Panic Selling in a Volatile Stock Market

Much of the recent panic selling in the stock market comes from several factors including Standard and Poor’s downgrade of U.S. Debt from triple A to double A plus, slow moving economy, high unemployment rate, financial woes in Europe and of course our dysfunctional government.

It is no wonder the markets are in a volatile state with wild market swings changing from moment to moment. It’s enough to scare any investor and cause anxiety and missteps in making poor investment choices.

It is strongly recommended that an investor create a stop loss strategy which monitors stock price movement and issues price alerts when a stock, mutual fund or exchange traded fund meets a preset price alert.

There are many investment software programs that track and monitor investments along with price alerts. You can also create your own using Microsoft Excel or if you prefer a free alternative try OpenOffice spreadsheet program.

I produce a report that monitors specific securities and flags potential problems, as well as when a stock or mutual fund reaches a preset high alert. There are three levels that trigger an alert.

  1. 10 % alert if price is below cost basis.
  2. Sell alert if the security falls below a preset percentage.
  3. High alert if the price movement advances upward.

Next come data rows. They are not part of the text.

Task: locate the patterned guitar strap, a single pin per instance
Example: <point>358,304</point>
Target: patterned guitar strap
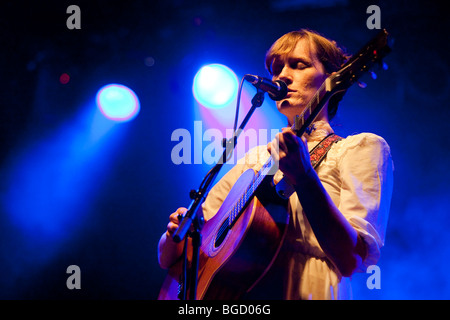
<point>317,154</point>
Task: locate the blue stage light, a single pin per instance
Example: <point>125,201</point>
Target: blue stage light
<point>118,102</point>
<point>215,86</point>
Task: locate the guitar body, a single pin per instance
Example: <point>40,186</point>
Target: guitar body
<point>231,262</point>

If a high alert is triggered, then I move the other two alerts upward to protect my gains and reset the high alert as well.

In case of a total market melt down where the overall market moves dramatically downward even if securities reach sell price alerts. I may not sell if the stock in question has a strong balance sheet and or pays a dividend above 3 % and that dividend is safe.

True these quality stocks may drop significantly as they did in the fall of 2008 reaching a decline of 45% or more, but they rebounded nicely once the market began to turn around.

I would recommend you sell if any specific stock falls to a sell target price if said company is speculative, doesn’t have a strong balance sheet or high dividends to support itself during a market down turn.

In a down market if I own strong companies, especially those with a long history of paying dividends, I prefer to hold and collect the dividends versus selling the stock and allowing the proceeds to sit in a very low money market account. Trying to time the market and re-enter is extremely difficult and in most cases, investors miss the bulk of appreciation once the market turns around.

The most important lesson is not to panic during volatile market swings and keep a cool head.